Https://arxiv.org/pdf/2509.26507

This paper on BDH (Baby Dragon Hatchling). It’s basically an attempt to replace the Transformer bottleneck with a scale-free graph of “neuron particles.”

The technical gist:

  • No KV Cache: Instead of storing context in a massive memory buffer, it uses synaptic states. It uses local Hebbian rules to update weights during inference.

  • Sparsity: It operates at ~5% activation. Everything is sparse and positive-only, which keeps it closer to SDRs (Sparse Distributed Representations) than traditional dense LLM vectors.

  • Graph Dynamics: It’s structured as a graph rather than a stack of layers. It uses an “integrate-and-fire” cycle (Firing → Competition → Update → Transmission).

  • Scaling: They managed to hit GPT-2 performance levels at 1B parameters.

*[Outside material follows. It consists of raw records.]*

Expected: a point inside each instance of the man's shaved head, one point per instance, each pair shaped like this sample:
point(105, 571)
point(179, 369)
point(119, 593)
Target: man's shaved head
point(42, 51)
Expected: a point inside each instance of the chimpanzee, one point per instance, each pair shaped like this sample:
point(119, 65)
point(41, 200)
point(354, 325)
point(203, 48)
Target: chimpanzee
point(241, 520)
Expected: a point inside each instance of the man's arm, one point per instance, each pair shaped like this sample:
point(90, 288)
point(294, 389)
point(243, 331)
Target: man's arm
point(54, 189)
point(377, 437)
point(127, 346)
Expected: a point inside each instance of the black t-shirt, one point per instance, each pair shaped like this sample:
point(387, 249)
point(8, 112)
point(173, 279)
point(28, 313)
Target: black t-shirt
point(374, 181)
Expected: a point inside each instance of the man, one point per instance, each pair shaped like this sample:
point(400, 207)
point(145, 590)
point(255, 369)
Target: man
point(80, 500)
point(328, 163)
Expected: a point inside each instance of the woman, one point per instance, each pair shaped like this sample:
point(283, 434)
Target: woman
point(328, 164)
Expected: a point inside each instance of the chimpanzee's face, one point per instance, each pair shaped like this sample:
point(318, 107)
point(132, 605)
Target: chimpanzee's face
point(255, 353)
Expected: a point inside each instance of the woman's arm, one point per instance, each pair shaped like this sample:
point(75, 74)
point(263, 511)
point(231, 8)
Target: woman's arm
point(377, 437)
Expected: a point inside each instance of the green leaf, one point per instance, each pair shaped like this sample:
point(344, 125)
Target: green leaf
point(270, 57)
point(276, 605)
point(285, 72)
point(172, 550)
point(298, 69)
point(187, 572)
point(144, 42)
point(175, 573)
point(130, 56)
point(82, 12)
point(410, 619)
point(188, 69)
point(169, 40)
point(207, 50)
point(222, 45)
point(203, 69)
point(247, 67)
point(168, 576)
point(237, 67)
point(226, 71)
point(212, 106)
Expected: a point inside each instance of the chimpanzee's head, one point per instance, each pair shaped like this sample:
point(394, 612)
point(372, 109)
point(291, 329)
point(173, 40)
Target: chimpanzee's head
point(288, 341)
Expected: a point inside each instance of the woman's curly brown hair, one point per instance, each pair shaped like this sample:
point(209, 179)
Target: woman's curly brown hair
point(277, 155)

That’s the part that actually matters—it’s a biologically-plausible model that doesn’t fall apart at scale.

  • Interpretability: Because of the sparsity and local rules, the authors claim “monosemanticity.” You can basically trace a concept to a specific physical path in the graph rather than a high-dimensional mystery.

They’ve got a BDH-GPU implementation that maps these graph interactions into linear algebra kernels so it actually runs on current hardware.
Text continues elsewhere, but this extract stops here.